Hadoop Authentication Plugin

The Hadoop authentication plugin enables Solr to use the Hadoop authentication library for securing Solr nodes.

This authentication plugin is a thin wrapper that delegates all functionality to the Hadoop authentication library. All configuration parameters for the library are passed through the plugin.

This plugin can be particularly useful in leveraging an extended set of features or newly available features in the Hadoop authentication library.

Please note that the version of Hadoop library used by Solr is upgraded periodically. While Solr will ensure the stability and backwards compatibility of the structure of the plugin configuration (viz., the parameter names of this plugin), the values of these parameters may change based on the version of Hadoop library. Please review the Hadoop documentation for the version used by your Solr installation for more details.

For some of the authentication schemes (e.g., Kerberos), Solr provides a native implementation of authentication plugin. If you require a more stable setup, in terms of configuration, ability to perform rolling upgrades, backward compatibility, etc., you should consider using such plugin. Please review the section Authentication and Authorization Plugins for an overview of authentication plugin options in Solr.

There are two plugin classes:

  • HadoopAuthPlugin: This can be used with standalone Solr as well as SolrCloud with PKI authentication for internode communication.

  • ConfigurableInternodeAuthHadoopPlugin: This is an extension of HadoopAuthPlugin that allows you to configure the authentication scheme for internode communication.

For most SolrCloud or standalone Solr setups, the HadoopAuthPlugin should suffice.

Plugin Configuration

class
Should be either solr.HadoopAuthPlugin or solr.ConfigurableInternodeAuthHadoopPlugin. This parameter is required.
type
The type of authentication scheme to be configured. See configuration options. This parameter is required.
sysPropPrefix

The prefix to be used to define the Java system property for configuring the authentication mechanism. This property is required.

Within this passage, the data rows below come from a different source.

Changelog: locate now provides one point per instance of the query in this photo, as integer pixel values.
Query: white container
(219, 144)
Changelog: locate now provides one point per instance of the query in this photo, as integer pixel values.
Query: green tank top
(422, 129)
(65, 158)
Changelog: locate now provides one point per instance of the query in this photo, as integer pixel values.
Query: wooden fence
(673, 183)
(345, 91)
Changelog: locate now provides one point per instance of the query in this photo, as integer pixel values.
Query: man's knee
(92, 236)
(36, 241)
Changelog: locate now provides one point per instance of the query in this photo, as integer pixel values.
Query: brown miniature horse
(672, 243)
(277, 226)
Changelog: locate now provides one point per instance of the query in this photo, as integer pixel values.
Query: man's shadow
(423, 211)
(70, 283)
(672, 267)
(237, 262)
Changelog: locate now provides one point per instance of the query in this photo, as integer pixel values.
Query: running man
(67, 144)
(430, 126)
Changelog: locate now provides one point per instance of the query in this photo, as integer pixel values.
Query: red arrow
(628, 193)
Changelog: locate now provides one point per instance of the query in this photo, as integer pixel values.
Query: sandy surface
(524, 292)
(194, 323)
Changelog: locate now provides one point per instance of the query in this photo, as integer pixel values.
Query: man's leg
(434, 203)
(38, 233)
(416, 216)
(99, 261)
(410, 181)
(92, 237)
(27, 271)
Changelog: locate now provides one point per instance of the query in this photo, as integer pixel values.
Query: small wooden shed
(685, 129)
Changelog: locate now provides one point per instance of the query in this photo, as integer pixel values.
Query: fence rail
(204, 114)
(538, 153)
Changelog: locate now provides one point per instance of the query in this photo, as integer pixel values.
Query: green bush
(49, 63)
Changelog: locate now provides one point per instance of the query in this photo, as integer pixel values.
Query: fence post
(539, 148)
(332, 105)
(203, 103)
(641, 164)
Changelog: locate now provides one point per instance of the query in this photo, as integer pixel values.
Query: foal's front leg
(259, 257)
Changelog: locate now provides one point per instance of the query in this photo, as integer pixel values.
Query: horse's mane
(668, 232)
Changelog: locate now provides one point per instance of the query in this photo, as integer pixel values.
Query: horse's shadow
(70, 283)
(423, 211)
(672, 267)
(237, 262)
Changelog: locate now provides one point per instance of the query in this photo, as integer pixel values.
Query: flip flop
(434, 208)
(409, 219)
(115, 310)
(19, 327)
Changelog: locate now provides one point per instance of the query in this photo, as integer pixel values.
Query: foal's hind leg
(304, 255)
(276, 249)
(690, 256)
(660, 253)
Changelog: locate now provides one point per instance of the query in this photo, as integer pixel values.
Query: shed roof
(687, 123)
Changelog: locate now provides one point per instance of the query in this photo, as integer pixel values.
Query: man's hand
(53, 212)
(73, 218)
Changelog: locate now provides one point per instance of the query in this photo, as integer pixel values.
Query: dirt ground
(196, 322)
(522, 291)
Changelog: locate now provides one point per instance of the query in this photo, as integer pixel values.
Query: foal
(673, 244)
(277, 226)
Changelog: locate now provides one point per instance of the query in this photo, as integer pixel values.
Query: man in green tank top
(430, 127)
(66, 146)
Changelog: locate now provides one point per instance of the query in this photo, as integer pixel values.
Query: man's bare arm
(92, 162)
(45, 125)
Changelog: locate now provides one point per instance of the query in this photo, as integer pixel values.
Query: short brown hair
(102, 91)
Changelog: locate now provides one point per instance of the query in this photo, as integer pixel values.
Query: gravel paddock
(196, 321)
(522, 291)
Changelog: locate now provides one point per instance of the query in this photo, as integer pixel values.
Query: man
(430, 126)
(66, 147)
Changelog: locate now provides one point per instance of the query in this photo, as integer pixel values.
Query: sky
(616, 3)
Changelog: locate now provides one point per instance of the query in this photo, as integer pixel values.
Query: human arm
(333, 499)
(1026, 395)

The name of the Java system property is defined by appending the configuration parameter name to this prefix value. For example, if the prefix is solr then the Java system property solr.kerberos.principal defines the value of configuration parameter kerberos.principal.

authConfigs
Configuration parameters required by the authentication scheme defined by the type property. This property is required. For more details, see Hadoop configuration options.
defaultConfigs
Default values for the configuration parameters specified by the authConfigs property. The default values are specified as a collection of key-value pairs (i.e., "property-name": "default_value").
enableDelegationToken
If true, the delegation tokens functionality will be enabled.
initKerberosZk
For enabling initialization of kerberos before connecting to ZooKeeper (if applicable).
proxyUserConfigs
Configures proxy users for the underlying Hadoop authentication mechanism. This configuration is expressed as a collection of key-value pairs (i.e., "property-name": "default_value").
clientBuilderFactory
No | The HttpClientBuilderFactory implementation used for the Solr internal communication. Only applicable for ConfigurableInternodeAuthHadoopPlugin.

Example Configurations

Kerberos Authentication using Hadoop Authentication Plugin

This example lets you configure Solr to use Kerberos Authentication, similar to how you would use the Kerberos Authentication Plugin.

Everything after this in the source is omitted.